François de Coulon présente son cru primé

Eclépens fait bien partie des Côtes de l’Orbe AOC

François de Coulon présente son cru primé

François de Coulon présente son cru primé

L’Omnibus suit plusieurs règles de base. A commencer par celle de la couverture géographique limitée à laquelle il procède, à savoir le territoire de l’ancien district d’Orbe. Sauf que comme toute règle a ses exceptions, il lui arrive quand même de franchir ses frontières naturelles. Quand en plus c’est pour saluer une médaille d’argent au Concours International du Gamay 2011, le jeu en vaut la chandelle.

Les Côtes de l’Orbe dans le district de Morges

Situé dans le district de Morges, mais à un jet de pierre de Bavois juste de l’autre côté du canal d’Entreroches, le domaine du Château d’Eclépens appartient depuis de nombreuses générations à la famille de Coulon, de fait depuis 1807. Depuis de nombreuses décennies aussi, ce domaine, qui était avant tout agricole est devenu viticole également.

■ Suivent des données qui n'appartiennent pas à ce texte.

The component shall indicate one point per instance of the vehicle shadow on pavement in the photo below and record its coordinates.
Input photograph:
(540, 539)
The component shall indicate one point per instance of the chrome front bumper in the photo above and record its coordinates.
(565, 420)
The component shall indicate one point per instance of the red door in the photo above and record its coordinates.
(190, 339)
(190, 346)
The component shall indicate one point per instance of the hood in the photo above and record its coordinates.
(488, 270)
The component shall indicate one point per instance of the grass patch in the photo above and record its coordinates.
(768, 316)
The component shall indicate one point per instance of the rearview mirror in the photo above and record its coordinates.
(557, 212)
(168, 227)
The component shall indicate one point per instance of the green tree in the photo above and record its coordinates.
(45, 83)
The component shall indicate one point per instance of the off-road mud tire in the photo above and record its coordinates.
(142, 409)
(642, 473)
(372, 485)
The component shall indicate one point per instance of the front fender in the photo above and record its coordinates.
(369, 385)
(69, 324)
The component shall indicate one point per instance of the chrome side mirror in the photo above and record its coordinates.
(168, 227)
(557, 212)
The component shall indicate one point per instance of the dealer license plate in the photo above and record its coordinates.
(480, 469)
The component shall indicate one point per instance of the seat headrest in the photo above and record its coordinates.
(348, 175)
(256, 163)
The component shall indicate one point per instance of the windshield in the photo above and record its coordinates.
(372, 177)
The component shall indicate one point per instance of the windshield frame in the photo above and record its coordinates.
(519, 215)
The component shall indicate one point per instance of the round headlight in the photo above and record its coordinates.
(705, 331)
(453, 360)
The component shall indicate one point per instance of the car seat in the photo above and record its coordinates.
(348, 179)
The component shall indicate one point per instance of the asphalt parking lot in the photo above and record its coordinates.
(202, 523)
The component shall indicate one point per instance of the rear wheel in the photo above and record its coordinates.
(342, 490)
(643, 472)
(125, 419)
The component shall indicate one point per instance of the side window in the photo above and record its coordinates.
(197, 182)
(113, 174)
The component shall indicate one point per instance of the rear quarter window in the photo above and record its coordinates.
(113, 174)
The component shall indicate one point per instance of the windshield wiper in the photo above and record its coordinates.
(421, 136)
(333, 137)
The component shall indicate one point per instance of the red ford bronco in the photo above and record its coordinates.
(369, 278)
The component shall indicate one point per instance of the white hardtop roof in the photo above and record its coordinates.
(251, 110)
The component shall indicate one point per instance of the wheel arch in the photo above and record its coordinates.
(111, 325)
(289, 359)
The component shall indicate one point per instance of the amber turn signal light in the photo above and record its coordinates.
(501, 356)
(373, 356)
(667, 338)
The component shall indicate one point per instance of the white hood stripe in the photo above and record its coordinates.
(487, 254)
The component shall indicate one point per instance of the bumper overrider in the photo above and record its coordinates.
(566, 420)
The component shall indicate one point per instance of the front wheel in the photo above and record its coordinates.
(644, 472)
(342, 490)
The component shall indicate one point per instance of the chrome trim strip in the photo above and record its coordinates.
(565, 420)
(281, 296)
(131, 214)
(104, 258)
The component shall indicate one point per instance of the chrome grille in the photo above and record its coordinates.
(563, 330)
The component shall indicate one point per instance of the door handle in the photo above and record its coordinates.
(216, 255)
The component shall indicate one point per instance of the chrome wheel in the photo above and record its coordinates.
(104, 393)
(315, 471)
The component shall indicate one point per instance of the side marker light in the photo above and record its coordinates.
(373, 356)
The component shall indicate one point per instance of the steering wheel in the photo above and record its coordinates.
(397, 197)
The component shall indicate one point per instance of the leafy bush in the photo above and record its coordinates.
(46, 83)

Et c’est François de Coulon qui en assume actuellement la direction. Un amoureux du beau et du bon, un esthète intarissable lorsqu’il vante les qualités du vin, et pas seulement des siens. Ce que l’on sait moins souvent, c’est que le domaine du Château d‘Eclépens fait partie de l’AOC des Côtes de l’Orbe malgré sa position géographique. «Lors de la nouvelle classification, on nous a demandé si nous voulions être rattachés à la Côte, mais en fait nous sommes plus proches des Côtes de l’Orbe.

Nous partageons avec ces producteurs le goût du travail bien fait, une certaine modestie et sans doute aussi un terroir commun, même si sa composition peut différer sensiblement» précise François de Coulon.

Beaucoup d’appelés, peu d’élus

Et c’est donc un cru issu de la propriété la plus au sud des Côtes de l’Orbe qui a remporté une médaille d’argent au 1er Concours International du Gamay de Lyon en 2011. Un concours important lancé par l’interprofession du Beaujolais et qui a réuni plus de vingt pays participants, de la Norvège au Pérou. Seul lauréat des Côtes de l‘Orbe, François de Coulon note qu’en proportion des participants, les producteurs-encaveurs suisses étaient nettement plus représentés que leurs homologues français, au niveau des médailles aussi.

«Cette distinction vient à point pour l’AOC» précise encore François de Coulon. «Outre qu’elle fait très plaisir, elle couronne le travail d’une équipe qui est «folle» du gamay, un peu à l’image de certains collègues des Côtes de l’Orbe qui travaillent à l’amélioration constante de la production issue de ce cépage, un temps considéré comme un parent pauvre».

Le domaine organise de nombreuses occasions de le visiter et de déguster ses crus. On peut dire sans rougir qu’il vaut la peine de passer la ligne de partage des eaux pour s’en convaincre.